The previously unknown 8H-anhydro-4-hydroxy-2-oxo-1,3-thiazinium hydroxides (1) were prepared and their 1,4-dipolar cycloaddition behavior was examined. In most cases, elimination of the proton in the 8-position of the mesoionic ring was observed to occur unless extremely reactive dipolarophiles were used. The S,N-ketene acetals were converted to the corresponding α-diazo ketones for further study.

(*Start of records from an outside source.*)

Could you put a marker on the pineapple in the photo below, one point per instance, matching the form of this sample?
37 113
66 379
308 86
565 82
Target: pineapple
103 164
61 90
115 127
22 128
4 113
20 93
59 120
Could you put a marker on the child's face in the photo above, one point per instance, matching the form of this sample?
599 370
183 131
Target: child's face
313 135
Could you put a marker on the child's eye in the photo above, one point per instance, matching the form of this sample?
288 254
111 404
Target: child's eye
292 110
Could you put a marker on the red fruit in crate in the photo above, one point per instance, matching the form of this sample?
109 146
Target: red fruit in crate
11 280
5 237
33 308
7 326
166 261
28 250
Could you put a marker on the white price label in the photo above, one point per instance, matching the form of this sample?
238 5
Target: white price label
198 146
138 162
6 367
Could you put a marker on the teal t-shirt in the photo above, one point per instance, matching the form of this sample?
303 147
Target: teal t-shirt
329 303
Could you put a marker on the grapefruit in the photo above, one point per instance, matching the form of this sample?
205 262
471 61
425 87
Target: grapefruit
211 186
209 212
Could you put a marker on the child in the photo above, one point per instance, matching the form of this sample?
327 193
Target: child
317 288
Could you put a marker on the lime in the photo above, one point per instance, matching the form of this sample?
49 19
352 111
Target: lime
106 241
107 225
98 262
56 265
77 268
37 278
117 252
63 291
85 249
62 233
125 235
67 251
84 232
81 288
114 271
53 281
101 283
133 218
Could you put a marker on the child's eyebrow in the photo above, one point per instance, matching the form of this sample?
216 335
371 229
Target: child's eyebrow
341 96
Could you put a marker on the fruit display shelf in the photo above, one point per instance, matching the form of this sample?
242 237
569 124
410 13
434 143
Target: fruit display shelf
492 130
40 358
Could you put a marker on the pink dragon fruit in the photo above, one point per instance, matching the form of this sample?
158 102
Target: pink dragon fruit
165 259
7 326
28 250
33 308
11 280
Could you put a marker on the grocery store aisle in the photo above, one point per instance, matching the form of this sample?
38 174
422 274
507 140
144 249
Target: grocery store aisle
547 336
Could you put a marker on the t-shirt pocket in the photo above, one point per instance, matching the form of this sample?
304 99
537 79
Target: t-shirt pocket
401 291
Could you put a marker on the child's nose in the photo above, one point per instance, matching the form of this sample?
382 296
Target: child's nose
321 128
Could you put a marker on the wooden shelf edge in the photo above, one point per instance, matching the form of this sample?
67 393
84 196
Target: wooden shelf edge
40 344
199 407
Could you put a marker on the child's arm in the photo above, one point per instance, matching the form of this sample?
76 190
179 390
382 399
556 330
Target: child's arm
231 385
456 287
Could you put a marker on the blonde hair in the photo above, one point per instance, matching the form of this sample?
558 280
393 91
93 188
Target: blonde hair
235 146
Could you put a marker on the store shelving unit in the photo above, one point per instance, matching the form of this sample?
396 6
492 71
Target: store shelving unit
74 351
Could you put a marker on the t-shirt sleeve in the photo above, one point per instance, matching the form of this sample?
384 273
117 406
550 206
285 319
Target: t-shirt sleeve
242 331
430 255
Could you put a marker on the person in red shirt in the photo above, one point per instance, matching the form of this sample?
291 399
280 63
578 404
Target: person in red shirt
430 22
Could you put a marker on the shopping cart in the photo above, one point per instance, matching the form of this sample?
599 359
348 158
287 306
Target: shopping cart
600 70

■ (-)-Padocin: A Novel Epoxylignan from Haplophyllum Cappadocicum

Belkis Gözler, Bijen Kivçak, Gökay Arar, Tekant Gözler, and Manfred Hesse*

*Institute of Organic Chemistry, University of Zürich, Winterthurerstrasse 190, CH-8057 Zürich, Switzerland

Abstract

Haplophyllum cappadocicum (Rutaceae) of Turkish origin yielded a novel lignan, incorporating an unusual 6,9’ fusion in a 9,9’-epoxylignan structure. Extensive 2D nmr experiments and catalytic hydrogenolysis are undertaken for the elucidation of structure with the relative configuration given in 1.

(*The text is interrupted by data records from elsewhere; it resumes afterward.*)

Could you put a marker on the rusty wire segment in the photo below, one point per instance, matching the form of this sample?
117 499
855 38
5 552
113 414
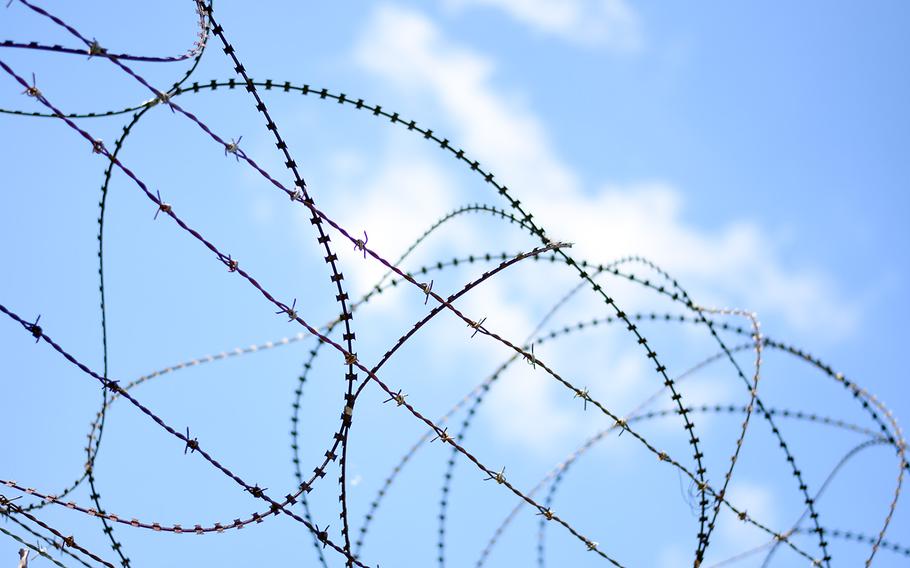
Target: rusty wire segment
710 490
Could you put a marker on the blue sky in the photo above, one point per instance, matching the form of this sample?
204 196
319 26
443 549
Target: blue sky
757 152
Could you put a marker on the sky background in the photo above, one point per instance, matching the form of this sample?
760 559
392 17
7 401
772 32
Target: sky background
757 152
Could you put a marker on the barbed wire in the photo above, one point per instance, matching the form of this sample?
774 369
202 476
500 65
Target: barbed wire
711 496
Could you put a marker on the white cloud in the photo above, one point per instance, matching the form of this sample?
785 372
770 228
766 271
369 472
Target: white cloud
609 23
734 263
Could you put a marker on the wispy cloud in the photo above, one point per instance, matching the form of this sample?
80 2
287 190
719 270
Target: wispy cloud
611 24
734 263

■ Synthesis and Anti-Acetylcholinesterase Activity of Thiaphysostigmine Derivatives

Masayuki An-naka, Kosuke Yasuda, Masaki Yamada, Akiyosi Kawai, Norio Takamura,* Shigehiko Sugasawa (the late), Yuzo Matsuoka, Hirosi Iwata, and Tomiko Fukushima

*Organic Chemistry Research Laboratory, Tanabe Seiyaku Co.Ltd., 2-2-50, Kawagishi, Toddda, Saitama 335-8505, Japan

Abstract

A series of thiaphysostigmine derivatives (2a, b and 3a, b), with a sulfur atom instead of N-methyl group in B ring or C ring of physostigmine (1), were synthesized, and their inhibitory effects on AChE and BuChE activity, and acute toxicity were evaluated.

■ Ortho-directed Metalation of 3-Heterosubstituted 4-Methyl-6-phenylpyridazines

Jean-Marie Sitamzé, André Mann,* and Camille-Georges Wermuth

*Laboratoire de Pharmacochimie Moleculaire, Centre de Neurochimie du CNRS, 5, rue Blaise Pascal, 67084 Strasbourg-Cedex, France

Abstract

Side-chain metalation of 4-methyl-6-phenyl pyridazines (2-4) with lithium diisopropylamide or 2,2,6,6-tetramethylpiperidide and subsequent alkylation with various electrophiles have been investigated. Depending on the substituent attached at the 3-position (Cl, OMe or NHCOtBu), the preparation of the alkylated pyridazines was more or less efficient.